When women nurture, they nurture "us." That is, they extend care to friends, family, and self. Conversely, most of the nurturing men do is directed toward "them." That is, men nurture society by creating civilization and safe spaces for women and children, family and the future.
Pop-feminists undermine this by ignoring or attacking the ways men nurture.
When men nurture, civilization thrives. When society does not allow men to nurture, civilization disintegrates into what George Gilder calls a "sexual suicide society." By attacking men, pop-feminists are forcing our culture to commit sexual suicide.
The Hypocrisy
2012 Olympia, Wash. - In the way that men nuture, through mentoring, I tried. I'm involved in an organization that controls budgets. The feminazis in this organization, whom I call "the sisterhood and their male familiars," are attacking anybody who stands between them and control of this money.

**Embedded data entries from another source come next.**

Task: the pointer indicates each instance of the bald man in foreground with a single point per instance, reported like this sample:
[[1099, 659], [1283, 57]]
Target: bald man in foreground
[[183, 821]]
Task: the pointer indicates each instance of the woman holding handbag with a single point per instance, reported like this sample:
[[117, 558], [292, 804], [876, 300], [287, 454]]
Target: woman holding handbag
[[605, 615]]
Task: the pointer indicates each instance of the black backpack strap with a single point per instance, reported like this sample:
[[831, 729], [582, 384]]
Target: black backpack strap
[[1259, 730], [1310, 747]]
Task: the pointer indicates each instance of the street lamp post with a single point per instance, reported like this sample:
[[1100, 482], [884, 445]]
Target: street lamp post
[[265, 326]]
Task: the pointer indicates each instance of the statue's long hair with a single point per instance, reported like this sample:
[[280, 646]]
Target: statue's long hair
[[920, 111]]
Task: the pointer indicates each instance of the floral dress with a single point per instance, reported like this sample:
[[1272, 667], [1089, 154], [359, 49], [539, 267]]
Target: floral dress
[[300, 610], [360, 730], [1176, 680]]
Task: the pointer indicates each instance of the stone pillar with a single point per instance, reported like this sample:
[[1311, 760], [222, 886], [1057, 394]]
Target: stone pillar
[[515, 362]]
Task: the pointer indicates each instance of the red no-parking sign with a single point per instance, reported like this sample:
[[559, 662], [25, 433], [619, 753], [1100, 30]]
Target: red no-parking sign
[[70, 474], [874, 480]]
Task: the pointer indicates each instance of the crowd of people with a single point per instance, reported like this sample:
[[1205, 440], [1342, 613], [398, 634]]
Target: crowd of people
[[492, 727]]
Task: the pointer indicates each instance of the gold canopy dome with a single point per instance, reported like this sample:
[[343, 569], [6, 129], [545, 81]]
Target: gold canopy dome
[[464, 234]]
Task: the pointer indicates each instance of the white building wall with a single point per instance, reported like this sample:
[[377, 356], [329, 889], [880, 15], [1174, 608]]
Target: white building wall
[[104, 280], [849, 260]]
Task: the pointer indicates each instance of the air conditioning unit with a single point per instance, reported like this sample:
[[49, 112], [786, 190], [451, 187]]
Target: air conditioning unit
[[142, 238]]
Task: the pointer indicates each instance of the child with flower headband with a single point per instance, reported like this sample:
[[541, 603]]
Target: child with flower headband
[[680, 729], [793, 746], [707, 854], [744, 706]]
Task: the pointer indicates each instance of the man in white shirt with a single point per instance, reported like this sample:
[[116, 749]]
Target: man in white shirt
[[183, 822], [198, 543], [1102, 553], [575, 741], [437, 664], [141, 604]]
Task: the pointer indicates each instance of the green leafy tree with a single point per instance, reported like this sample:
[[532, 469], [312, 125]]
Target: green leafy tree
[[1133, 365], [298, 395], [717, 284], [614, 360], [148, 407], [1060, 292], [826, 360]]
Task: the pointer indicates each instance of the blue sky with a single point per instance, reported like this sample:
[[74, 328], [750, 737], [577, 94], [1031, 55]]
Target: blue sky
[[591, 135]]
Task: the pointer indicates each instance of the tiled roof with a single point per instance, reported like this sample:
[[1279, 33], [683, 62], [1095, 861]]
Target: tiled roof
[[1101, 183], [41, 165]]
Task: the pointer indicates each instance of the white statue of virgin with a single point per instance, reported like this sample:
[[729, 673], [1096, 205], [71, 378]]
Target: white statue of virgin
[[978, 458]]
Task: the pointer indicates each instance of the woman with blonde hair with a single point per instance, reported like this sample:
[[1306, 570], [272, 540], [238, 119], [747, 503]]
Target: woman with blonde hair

Before they revealed their agenda, however, I sponsored five of them into their positions, and mentored one of them. One turned on me only a few months later. We were preparing for a large meeting, and I suggested that the first woman I had sponsored in this organization might provide an opportunity for this particular woman to get up and speak so our members might become acquainted with her. She said sure, and that I would have the opportunity, too. When I pointed out that a news list I ran (and still do) gave me a lot of name familiarity already, the woman I was trying to help looked at me with horror and immediately rushed to tell our leader that he should force me to shut down my news list.
Such ingratitude from a man would be viewed as evidence of a deep-seated character flaw.
Of the five women I sponsored, two remain true. The one I mentored turned out to be the most vicious, and now has a reputation for repeatedly accusing those whom she has targeted. Nor does she limit herself to men: a few years ago she got a public official removed for "cultural insensitivity."
But now, withijn our organization, she and the others have formed a coalition to take out the men who don't support them. Their goal is to set up programs they control that will benefit fewer than 10 percent of our constituents, mostly the people running the programs. And I'm one of the people standing in their way, so, among other things, they're taking chapters from this on-line book out of the context of everything I've written, to claim that I hate women.
Oh, the irony! Were I the kind of person they accuse me of being, I'd take that as reason to refuse to help any women in the future. But that would be irrational. Just as the sisterhood and their male familiars are irrational. Irrational, and motivated by money, power, attention and prestige to abuse their positions at the expense of our constituents.